In particular, deep learning is drastically augmenting the abilities of the bots with respect to traditional NLP (i.e., bag-of-words clustering, TF-IDF, etc.) and is creating the concept of “conversation-as-a-platform”, which is disrupting the apps market.
Our smartphone currently represents the most expensive area to be purchased per squared centimeter (even more expensive than the square meters price of houses in Beverly Hills), and it is not hard to envision that having a bot as unique interfaces will make this area worth almost zero.

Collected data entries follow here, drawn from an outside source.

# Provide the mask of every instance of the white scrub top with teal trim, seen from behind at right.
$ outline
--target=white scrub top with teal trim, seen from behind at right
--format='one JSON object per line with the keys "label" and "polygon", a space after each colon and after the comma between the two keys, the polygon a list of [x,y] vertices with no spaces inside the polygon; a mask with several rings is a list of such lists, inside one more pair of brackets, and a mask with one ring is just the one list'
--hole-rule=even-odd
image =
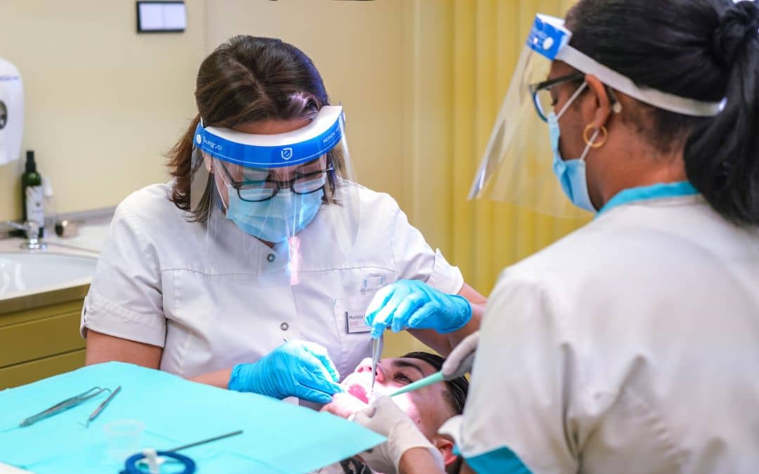
{"label": "white scrub top with teal trim, seen from behind at right", "polygon": [[478,472],[759,472],[759,231],[631,202],[505,269],[441,431]]}

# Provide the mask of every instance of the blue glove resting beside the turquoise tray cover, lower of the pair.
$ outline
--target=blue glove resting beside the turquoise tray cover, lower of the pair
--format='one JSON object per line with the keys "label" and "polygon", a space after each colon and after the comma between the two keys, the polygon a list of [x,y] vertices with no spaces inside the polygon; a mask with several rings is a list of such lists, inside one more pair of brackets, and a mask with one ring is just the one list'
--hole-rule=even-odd
{"label": "blue glove resting beside the turquoise tray cover, lower of the pair", "polygon": [[235,366],[228,388],[280,400],[298,397],[329,403],[332,394],[343,391],[339,380],[340,375],[324,347],[307,341],[288,341],[256,363]]}

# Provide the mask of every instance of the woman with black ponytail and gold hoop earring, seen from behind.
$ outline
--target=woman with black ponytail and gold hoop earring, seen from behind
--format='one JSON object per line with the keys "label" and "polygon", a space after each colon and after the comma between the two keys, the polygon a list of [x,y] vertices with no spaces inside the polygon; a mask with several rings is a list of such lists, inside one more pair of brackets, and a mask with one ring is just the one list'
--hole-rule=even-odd
{"label": "woman with black ponytail and gold hoop earring, seen from behind", "polygon": [[[477,348],[440,430],[461,472],[757,472],[756,2],[580,0],[527,44],[494,135],[534,104],[559,184],[597,215],[506,268],[449,357]],[[509,149],[489,147],[477,195],[527,169]],[[355,419],[390,435],[367,460],[442,472],[389,399]]]}

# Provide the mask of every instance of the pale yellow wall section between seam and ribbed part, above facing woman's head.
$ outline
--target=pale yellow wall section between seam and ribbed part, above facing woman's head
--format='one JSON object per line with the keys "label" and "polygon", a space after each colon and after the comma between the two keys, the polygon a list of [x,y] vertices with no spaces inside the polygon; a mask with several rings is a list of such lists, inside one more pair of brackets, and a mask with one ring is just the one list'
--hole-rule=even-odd
{"label": "pale yellow wall section between seam and ribbed part, above facing woman's head", "polygon": [[273,36],[313,60],[330,101],[345,108],[357,179],[402,206],[405,3],[208,0],[206,7],[210,49],[235,34]]}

None of these would be possible though without heavily investing in speech recognition research. Deep Reinforcement Learning (DFL) has been the boss in town for the past few years and it has been fed by human feedbacks. However, I personally believe that soon we will move toward a B2B (bot-to-bot) training for a very simple reason: the reward structure. Humans spend time training their bots if they are enough compensated for their effort.
This is not a new concept, and it is something Li Deng (Microsoft) and his group are really aware of. He actually provides a great threefold classification of AI bots:
- Bots that look around for information;
- Bots that look around for information to complete a specific task;
- Bots with social abilities and tasks (which he names social bots or chatbots)
For the first two, the reward structure is indeed pretty easy to be defined, while the third one is more complex, which makes it more difficult to be approached nowadays.